Tele 1 Genel Yayın Yönetmeni gazeteci Merdan Yanardağ’ın, canlı yaptığı bir konuşmada, "Abdullah Öcalan'a uygulanan tecritin hukukta hiçbir yeri yoktur. Ailesi ve avukatı ile bile görüşemiyor. Böyle bir düzen olur mu? Abdullah Öcalan; çok kitap okuyan, siyaseti doğru okuyan, doğru çözümleyen son derece zeki bir kişidir" şeklinde kullandığı ifadeler tepkilere neden oldu.

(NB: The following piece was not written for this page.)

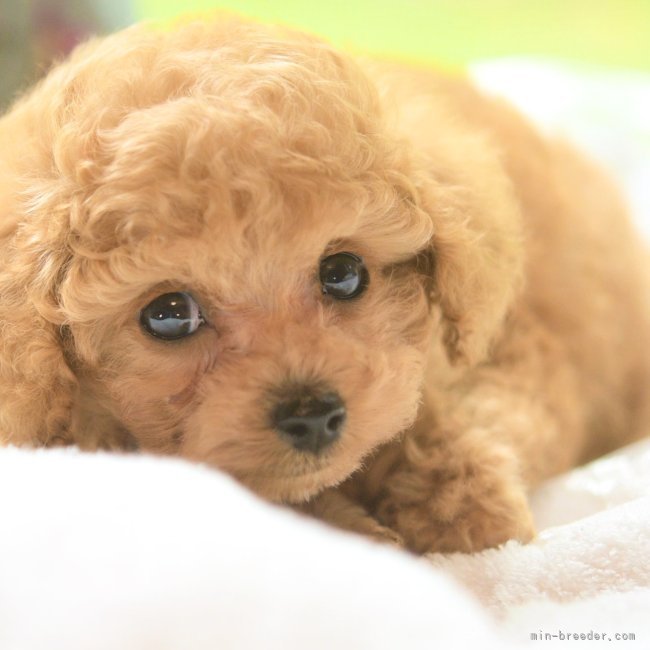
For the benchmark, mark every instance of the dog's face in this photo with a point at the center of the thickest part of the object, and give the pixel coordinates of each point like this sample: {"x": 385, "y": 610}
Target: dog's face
{"x": 250, "y": 267}
{"x": 234, "y": 254}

RTÜK'ün soruşturma başlatacağını duyurduğu konu ile ilgili sosyal medya hesabından bir paylaşım yapan Ceza Hukukçusu Prof. Dr. Ersan Şen, Öcalan'ın devlete karşı en ağır suçtan önce idama mahkum olduğunu ancak bu cezanın kaldırılması ile birlikte koşullu salıverilmesiz ağırlaştırılmış müebbet hapis cezasına mahkum olduğunu anımsattı.

Şen'in açıklamaları şu şekilde:

"Türkiye Cumhuriyeti’ne ve Türk Milleti’ne karşı işlenebilecek en ağır suçtan önce idama, bu cezanın kaldırılması ile koşullu salıverilmesiz ağırlaştırılmış müebbet hapis cezasına mahkum olan Öcalan’ın; umut hakkı gerekçesiyle cezaevinde 25. yılını dolduracağı 15 Şubat 2024 tarihinde, hatta 5275 sayılı Ceza İnfaz Kanunu’nun m.107/16 ve Geçici m.2 hükümlerinden dolayı, m.107/4 uyarınca 36. yılını dolduracağı 15 Şubat 2035’de de tahliye edilemez.

Şu veya bu sebeple gündeme getirilen konu ile ilgili hükümler nettir. Devlete ve Millete karşı işlenen suçtan hükmedilen ağırlaştırılmış müebbet hapis cezasının infazı hayat boyu devam eder. İnsan Hakları Avrupa Mahkemesi’nin kararlarında geçen; en geç 25 yılda hükümlüye tanınması gereken koşullu salıverilmenin gözden geçirilmesi, yani umut hakkı bağlayıcı bir sözleşme veya kanun hükmü olmadığından, Anayasa m.90/5’e de aykırılık bulunmamaktadır."